Oncogenic RAS Signaling Promotes an Immunosuppressive Niche in Acute Lymphoblastic Leukemia

Emerging evidence suggests that genomic aberrations in cancer cells may impact the composition of the tumor microenvironment leading to a tumor-specific supporting niche. Previous genomic profiling studies have identified somatic alterations in RAS pathway genes that drive treatment resistance in B-cell acute lymphoblastic leukemia (B-ALL): yet it is unknown whether such genetic events may specifically hijack the leukemic niche.

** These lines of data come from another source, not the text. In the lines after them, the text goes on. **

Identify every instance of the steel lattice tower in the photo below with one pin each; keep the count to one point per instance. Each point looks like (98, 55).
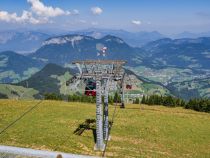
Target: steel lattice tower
(103, 72)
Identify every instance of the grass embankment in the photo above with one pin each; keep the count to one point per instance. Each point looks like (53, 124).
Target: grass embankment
(138, 131)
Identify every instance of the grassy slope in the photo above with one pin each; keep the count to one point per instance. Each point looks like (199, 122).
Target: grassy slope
(19, 91)
(138, 131)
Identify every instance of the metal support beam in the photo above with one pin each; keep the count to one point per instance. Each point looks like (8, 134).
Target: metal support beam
(122, 94)
(106, 112)
(99, 118)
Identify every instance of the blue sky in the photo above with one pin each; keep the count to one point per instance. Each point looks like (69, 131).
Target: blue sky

Here, we analyzed bulk RNA-sequencing data of bone marrow mononuclear cells from 185 pediatric B-ALL patients entering our center and performed mutation calling of RAS pathway genes, namely KRAS, NRAS, BRAF and PTPN11. Transcriptomic analysis revealed attenuated immune responses and decreased T cell activation in samples harboring RAS mutations (n= 62) compared with wild type cases (n= 123). To further explore this finding at single-cell resolution, we sorted bone marrow mononuclear cells from 8 primary B-ALL pediatric patient samples (4 RAS mutant and 4 wild type), enriching on the hematopoietic and non-hematopoietic compartments, followed by single-cell RNA-sequencing using the 10x Genomics platform. Twelve cell populations were identified by the expression of bona fide markers, mapping different immune and stromal cells in the ALL landscape. Specifically, the RAS-mutant microenvironment was defined by dysfunctional CD8+ T-cells, characterized by high expression of TIM-3, TIGIT and LAG-3, as well as regulatory T cells, displaying expression of CTLA-4, ICOS and FOXP3, suggesting a RAS-mediated immunosuppressive mechanism.

In light of these changes, we examined flow cytometry data of bone marrow mononuclear cells collected at diagnosis from our cohort of 185 patient samples. Whereas the overall proportion of lymphoid subsets (T, B and NK cells) was not significantly changed among RAS mutant and wild type groups, we detected a decrease in myeloid subsets (neutrophils, eosinophils, and monocytes) in RAS mutant ALL, which was more prominent in monocytes. Cross comparison of the transcriptional state of monocytes in our single-cell data unravel that monocytes in the RAS mutant niche displayed a non-classical phenotype, characterized with high expression of the immune checkpoint TIM-3, which is a major driver of T cell exhaustion.

Taken together, the bone marrow microenvironment of ALL patients harbouring oncogenic RAS lymphoblasts is defined by dysfunctional immune cell populations. Further studies on the cellular dynamics in the niche will provide the basis for the development of therapeutic opportunities to target the immune micro-environment in RAS mutant ALL.